Oceans roar 1000 drums est le nom d'un trio américain composé de Todd Capp (batterie, cymbales), Bryan Eubanks (électronique et saxophone soprano) et Andrew Lafks (électronique et contrebasse). Un projet aux confins du free jazz et de la noise. Comme Sun Ra aurait pu le rêver. 45 minutes extrêmement puissantes d'improvisations collectives interstellaires. Deux pièces essoufflantes, monumentales, chaotiques, où l'électronique est en connexion avec les astres tandis que la batterie très terrestre permet - sans relâche - à chacun de rester en liaison avec la Terre. Je ne sais même plus si on peut vraiment appeler ça du free ou non - et peu importe certainement - tellement ça me paraît autre, étranger, et singulier. Mais si j'accepte que ça en est, c'est un des disques de free les plus innovants que j'ai entendu depuis quelques temps; de même si j'entends ce disque comme un disque de noise, de noise improvisée disons. Il y a bien les instruments du traditionnel trio de jazz et de free (sax/contrebasse/batterie), mais - parce qu'il y a toujours un mais après une quelconque référence - chacun est noyé dans la gigantesque masse sonore formée par le trio. Todd Capp n'y est pas pour rien, sorte de pieuvre hystérique et de tsunami métallique qui n'est pas le dernier à noyer le trio dans un flux permanent et chaotique de peaux et de cymbales. A ses côtés, un soprano étrangement modifié qui ressemble plus à un synthé modulaire, et de l'électronique omniprésent. De l'électronique sur fréquences radios parfois, improvisations électromagnétiques et électroacoustiques avec des objets usuels, du matériel analogique et extraterrestre. Transe divinatoire en hommage au free jazz et au cosmos semble-t-il, longue danse possessive en connexion directe avec un au-delà électronique, un monde où des signaux électriques endiablés dansent autour d'un feu de percussions, où les hallucinations prennent le pas sur le réel et nous plongent dans un territoire sonore bouillonnant, énergique, chaotique, surpuissant et exotique! Très bon.

Tom Hamilton/id m theft able/If, Bwana - MegaWHAT? (Ilse, 2011)

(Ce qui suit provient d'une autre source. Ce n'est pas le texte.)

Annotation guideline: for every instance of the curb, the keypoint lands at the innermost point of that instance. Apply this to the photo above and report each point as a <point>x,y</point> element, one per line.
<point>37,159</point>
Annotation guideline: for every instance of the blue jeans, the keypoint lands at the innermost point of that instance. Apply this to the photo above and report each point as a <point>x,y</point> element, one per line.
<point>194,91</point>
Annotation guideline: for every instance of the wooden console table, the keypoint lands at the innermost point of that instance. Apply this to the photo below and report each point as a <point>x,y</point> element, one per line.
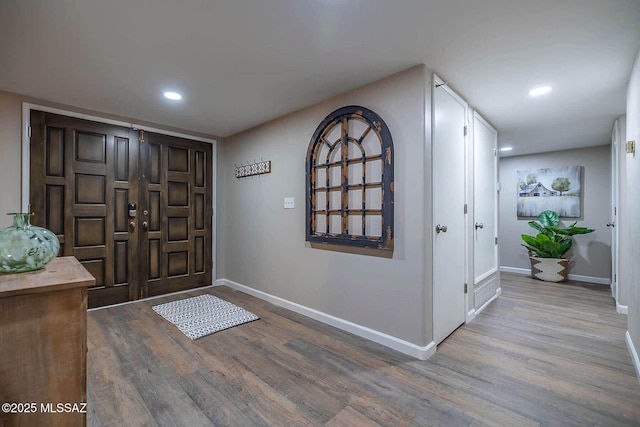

Autre trio de musique improvisée électroacoustique plutôt barrée et surprenante. Avec trois musiciens expérimentaux qui flirtent aussi bien avec la noise, que la musique improvisée ou le dadaïsme: Tom Hamilton (electronicatrons), id m theft able - Scott Spear de son vrai nom (emphatic voice, unknown electracousmatics) et If, Bwana - Al Margolis (violon, clarinette, voix, guitare synthétiseur Korg). Quatre pièces donc d'improvisations qui jouent beaucoup sur les collages, l'étonnement et la surprise. Une musique fracturée, énergique, hystérique, et inventive. Sans cesse, les trois musiciens réinventent leur musique et refusent de se complaire dans une esthétique précise. On pourrait parler de musique indéterminée, mais pas dans le sens entendu dans la musique savante. Il s'agit plutôt d'une esthétique indéterminée, tout en collage et en rupture. Les directions sont floues, elles ne cessent de changer, de se coller les unes aux autres. On ne sait jamais trop où on est et surtout où ces trois bricoleurs nous emmènent. Musique électronique, électroacoustique, improvisée, acousmatique, collage sonore, art/poésie sonore? Rien de tout ça et tout à la fois. Vous voilà bien avancés hein? Ce que je peux vous dire, c'est que c'est puissant, explosif, énergique, et très inventif.